30/10/11

Diplomatie de connivence et ordre international

par Alain Gresh
Il n’est pas facile de déchiffrer l’ordre international qui se met en place depuis la chute du camp socialiste et la fin de la guerre froide, même si un « directoire du monde », représenté par le G8, tente de s’affirmer. On sait en revanche qu’il reste profondément injuste, comme le remarque Bertrand Badie, enseignant-chercheur au Centre d’études et de recherches internationales (CERI) : « Une différence majeure, écrit le politologue dans son dernier ouvrage (1), nous sépare du temps des concerts européens fondateurs : au XIXe siècle, cinq Etat prédominants en excluaient une dizaine ; aujourd’hui, 8 en
excluent 184, tandis que le G20 en exclut encore 172 ! » Et cette exclusion est, selon lui, « doublement fautive, car, objectivement, elle diminue les chances de régulation, subjectivement, elle sème la frustration, l’humiliation, le ressentiment et donc la violence ».

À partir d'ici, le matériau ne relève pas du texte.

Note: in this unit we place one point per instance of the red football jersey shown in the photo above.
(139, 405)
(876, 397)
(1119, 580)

La « noblesse occidentale » s’accroche à ses privilèges. Elle les justifie désormais non plus au nom de la lutte contre le communisme, mais d’une synthèse de références chrétiennes, de paternalisme et de messianisme, de prétention à l’universalité et à l’incarnation des idées de liberté, de démocratie et d’Etat de droit. Sous ce manteau « culturel », « purement imaginaire, l’Occident décrit un espace qui n’a aucune signification objective, géographique, historique ou sociologique ». Et il s’incarne dans un pacte militaire, au sein de l’Organisation du traité de l’Atlantique nord (OTAN), qui « devient un instrument de conversion de l’idée de “Nord” en celle d’“Occident” ».

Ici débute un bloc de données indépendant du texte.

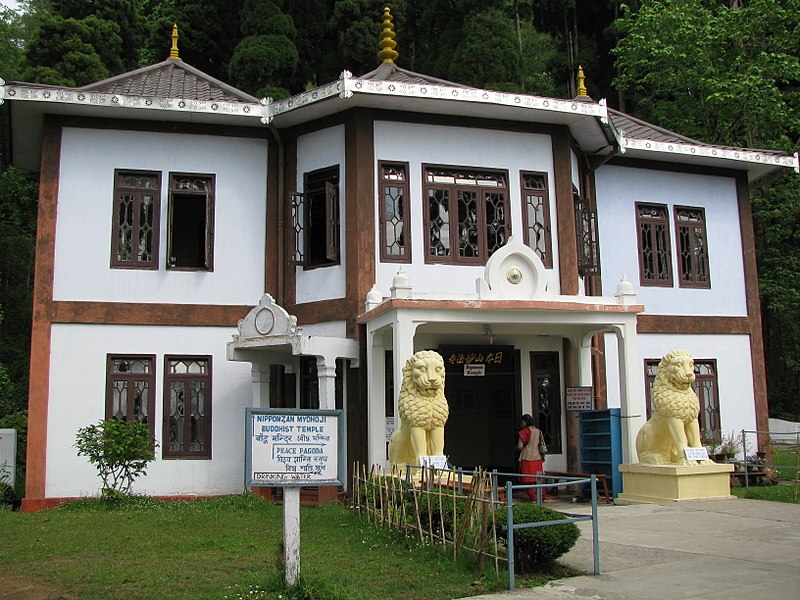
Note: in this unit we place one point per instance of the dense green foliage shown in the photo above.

Cet ordre est désormais fortement contesté, d’abord par le « basculement de la richesse » qui porte un coup à l’oligarchie fondatrice. Les puissances émergentes, de la Chine au Brésil, constituent, selon l’auteur, « une alternative à l’ancien directoire, non seulement dans la forme, mais aussi dans son jeu. Avec des ressources propres, des valeurs inédites, des positionnements renouvelés sur l’échiquier international, [elles peuvent] aller au-delà de la simple transformation et proposer autre chose, comme dans une nouvelle revanche de la mondialisation ». D’où les tentatives du G8 de les faire taire en les intégrant au G20.

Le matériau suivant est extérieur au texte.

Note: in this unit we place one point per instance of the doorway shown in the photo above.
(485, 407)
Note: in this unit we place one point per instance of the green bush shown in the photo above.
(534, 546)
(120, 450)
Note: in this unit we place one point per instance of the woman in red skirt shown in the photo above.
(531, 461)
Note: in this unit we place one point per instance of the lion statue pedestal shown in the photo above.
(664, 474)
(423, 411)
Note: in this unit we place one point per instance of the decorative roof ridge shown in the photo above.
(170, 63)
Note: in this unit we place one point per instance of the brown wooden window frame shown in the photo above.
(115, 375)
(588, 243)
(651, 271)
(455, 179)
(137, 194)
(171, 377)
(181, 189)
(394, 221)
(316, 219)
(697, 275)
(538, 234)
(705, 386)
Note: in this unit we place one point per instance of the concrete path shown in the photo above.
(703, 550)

Paradoxalement, une des conséquences de la constitution du G8 et d’un directoire du monde, comme le note Badie, a été la création, en contrepoint, d’une « société civile » internationale devenue un facteur actif sur la scène mondiale. C’est ce nouvel acteur qui intéresse Gustave Massiah dans son livre Une stratégie altermondialiste (2). Membre fondateur de ce mouvement altermondialiste, l’auteur en retrace l’histoire, avec ses succès rapides mais aussi ses échecs. Il explique également les débats qui le traversent — sur la violence, sur le pouvoir, sur la place de l’Etat —, d’autant plus compliqués que les interlocuteurs sont nombreux, et que, contrairement au club oligarchique, le mouvement ne souhaite laisser personne de côté. Il se veut une solution de rechange au néolibéralisme et, au-delà, au capitalisme, car « il oppose à la logique dominante la proposition d’organiser les sociétés et le monde, à partir de l’accès pour tous aux droits fondamentaux ».
Pour Massiah, trois issues sont possibles à la crise actuelle : une issue néoconservatrice, la guerre ; une refondation du capitalisme, celle du « Green New Deal », qui met en cause le néolibéralisme ; un dépassement du capitalisme. Articuler des alliances entre les forces qui soutiennent la deuxième issue et celles qui défendent la troisième, dans laquelle Massiah se reconnaît, n’est pas la moindre des difficultés.
Alors que la possibilité d’un ordre international se heurte, selon Badie, à nombre d’obstacles, Massiah cherche à définir un horizon à la fois utopique et concret qui permettrait d’« équilibrer les échanges mondialisés et les cadres interétatiques ».
Alain Gresh
(1) Bertrand Badie, La Diplomatie de connivence, La Découverte, Paris, 2011, 273 pages, 19 euros.

(2) Gustave Massiah, Une stratégie altermondialiste, La Découverte, 2011, 323 pages, 18,50 euros.